It turns out that your classic experimental trick to mimic protein phosphorylation by mutating serines and threonines to aspartate or glutamate at phosphorylation sites was not first discovered by humans. Pearlman, Serber and Ferrell argue that many phosphorylation sites in proteins evolved from negatively charged amino acid residues, which means that phosphorylation evolved to mimic the effects of glutamate and aspartate. This, of course, occurred long before human scientists discovered in 1987 that you could replace phosphorlated serines and threonines with negatively charged amino acids and still get a functional protein.
“A Mechanism for the Evolution of Phosphorylation Sites”, Samuel M. Pearlman, Zach Serber, James E. Ferrell Jr., Cell Volume 147, Issue 4, 11 November 2011, Pages 934–946
It is less intuitive how activating phosphorylations might evolve, since presumably the nonphosphorylated ancestor of the phosphoprotein would be inactive.

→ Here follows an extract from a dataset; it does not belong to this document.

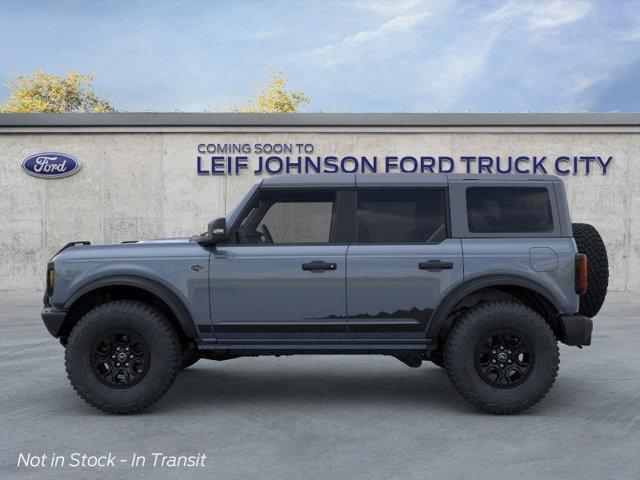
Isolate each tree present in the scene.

One possible mechanism is suggested by mutational studies of isocitrate dehydrogenase. Thorsness and Koshland showed that substituting an acidic aspartate residue for the serine phosphorylation site mimicked the phosphorylated state of the protein. The rationale behind this observation is that acidic residues are negatively charged, like pSer, pThr and pTyr (although Glu and Asp are singly charged whereas pSer, pThr, and pTyr are, nominally, doubly charged at physiological pH, and Asp and Glu are approximately isosteric with pSer and pThr (Figure 1B). This “trick” of substituting Asp or Glu for pSer or pThr turns out to be widely applicable. Although there are examples where two acidic residues are needed to mimic one phosphorylation event, as well as examples where the activity of the Asp or Glu mutant is more like that of the nonphosphorylated form than the phosphorylated form, often the Asp or Glu mutants do faithfully mimic the phosphorylated state.